The Salman Doctrine: the Saudi Reply to Obama's Weakness
Following a thorough explication of Obama’s foreign policy doctrine in a recent Jeffrey Goldberg article, it is now clearer than ever that America and Saudi Arabia are on a collision course over strategic decisions in the Middle East. This is because the “Obama Doctrine” is diametrically opposed to the emerging “Salman Doctrine,” which the Kingdom is developing in order to restore peace and a modicum of stability to the region. And while the Saudis and their allies would benefit immensely from having the United States at their side, Washington also has much to lose by distancing itself from the Saudi agenda. Since the end of World War II, American influence and standing in the Arab world has, to a large extent, been dependent on the “special relationship" with the Kingdom.
President Obama expressed this doctrine on his first campaign trail when he said that “the United States cannot use its military to solve humanitarian problems.” This explains his decisions to refrain from taking out Assad after Syria crossed his “red line” by using chemical weapons on its people, to capitulate to Iran’s regional ambitions to strike the nuclear deal, to allow the development of Shia militias in Iraq, to avoid pressing Israel on the Palestinian issue and to initially go easy on ISIS because it is “not an existential threat to the United States.” Yet, as the Goldberg article makes clear, the Obama Doctrine not only represents the president’s extreme hesitation toward American military intervention, but also evinces his specific abandonment of the Arab world and his now declared support for a more powerful Iran.
The best way to demonstrate the complete opposite worldview of the Obama doctrine is to look at the Salman Doctrine. The Saudi leadership believes that Assad must be removed from Syria; that Iran’s regional and nuclear ambitions must be denied; that the Shia militias of Iraq, Syria, Lebanon and Yemen are terrorist groups and must be destroyed; that the world needs to recognize a Palestinian state; and every global effort must be made to defeat ISIS and Al Qaeda. At the center of many of these doctrinal differences is the Saudi assertion that Iran is at the root of numerous security problems now plaguing the Middle East. Obama’s assertion that Saudi Arabia should “share” the region with Iran is patently absurd, given Tehran’s vast and unending support for terrorism.

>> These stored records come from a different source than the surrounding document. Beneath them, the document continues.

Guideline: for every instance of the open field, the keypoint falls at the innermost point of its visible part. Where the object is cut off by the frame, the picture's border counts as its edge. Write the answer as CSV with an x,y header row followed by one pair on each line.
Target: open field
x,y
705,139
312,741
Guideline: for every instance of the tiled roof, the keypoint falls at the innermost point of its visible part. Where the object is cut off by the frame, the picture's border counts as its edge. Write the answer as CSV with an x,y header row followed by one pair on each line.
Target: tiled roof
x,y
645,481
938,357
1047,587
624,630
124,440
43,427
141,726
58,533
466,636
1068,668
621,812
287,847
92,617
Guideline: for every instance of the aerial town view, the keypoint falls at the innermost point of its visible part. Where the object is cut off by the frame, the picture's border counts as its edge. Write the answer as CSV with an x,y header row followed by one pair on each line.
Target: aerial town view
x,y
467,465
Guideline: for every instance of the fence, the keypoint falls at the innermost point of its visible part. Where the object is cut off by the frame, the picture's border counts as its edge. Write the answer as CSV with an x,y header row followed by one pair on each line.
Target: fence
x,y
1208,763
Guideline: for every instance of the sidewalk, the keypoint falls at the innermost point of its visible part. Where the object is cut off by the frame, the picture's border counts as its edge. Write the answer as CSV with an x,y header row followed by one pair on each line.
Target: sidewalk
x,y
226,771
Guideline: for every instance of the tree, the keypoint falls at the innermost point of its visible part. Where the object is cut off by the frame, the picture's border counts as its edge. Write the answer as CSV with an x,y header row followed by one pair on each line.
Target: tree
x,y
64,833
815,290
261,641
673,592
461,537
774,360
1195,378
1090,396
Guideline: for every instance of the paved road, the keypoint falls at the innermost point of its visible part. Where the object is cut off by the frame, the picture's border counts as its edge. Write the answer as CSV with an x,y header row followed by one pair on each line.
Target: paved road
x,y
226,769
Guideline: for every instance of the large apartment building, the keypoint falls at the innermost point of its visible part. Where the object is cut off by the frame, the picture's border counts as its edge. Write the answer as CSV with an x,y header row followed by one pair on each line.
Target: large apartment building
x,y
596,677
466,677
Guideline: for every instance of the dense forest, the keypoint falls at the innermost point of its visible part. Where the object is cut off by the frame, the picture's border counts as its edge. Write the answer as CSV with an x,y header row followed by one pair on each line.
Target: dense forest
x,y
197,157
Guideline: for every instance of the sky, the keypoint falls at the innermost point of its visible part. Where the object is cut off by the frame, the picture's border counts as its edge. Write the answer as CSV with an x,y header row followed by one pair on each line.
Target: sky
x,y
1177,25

There are three elements one must understand about the Salman Doctrine: it has not spontaneously appeared, it is based on a solid assessment of history and it is bringing about significant real world changes. First, the Salman Doctrine has emerged from strategic necessity, following the increasing withdrawal of American leadership from the region as a result of the Obama Doctrine. Second, just as President Obama’s views are steeped in American history, King Salman’s views are steeped in Arab history, and he has no intention of allowing Iran, which seeks to give its minority Shia sect the upper hand in worldwide Islam, to disrupt 1,400 years of majority Sunni domination. Finally, the Salman Doctrine is backed up by extensive, transformational developments in Saudi Arabia’s military, public policy and Arab alliance system. Indeed, when one looks closely at what the Saudis and their allies are doing in order to push back against the region’s chaos, mostly supported by Iran, one can see that the Obama Doctrine is cutting America out of a major growing multinational coalition of like-minded states taking shape in the Islamic world.
The Saudi military expansion that took place over the past five years is unprecedented. The Kingdom has already committed over $150 billion to an enhanced defense posture; this will increase by about $100 billion over the next five years. The Saudi military and its allied forces are seeing more frequent action in the region, as evidenced by its deployment into Bahrain in 2011 and the current war in Yemen to fight Iranian proxies. Further, the air forces of Saudi Arabia and certain of its Arab allies are part of the anti-ISIS coalition in Syria, and these efforts could be extended to Iraq in the near future.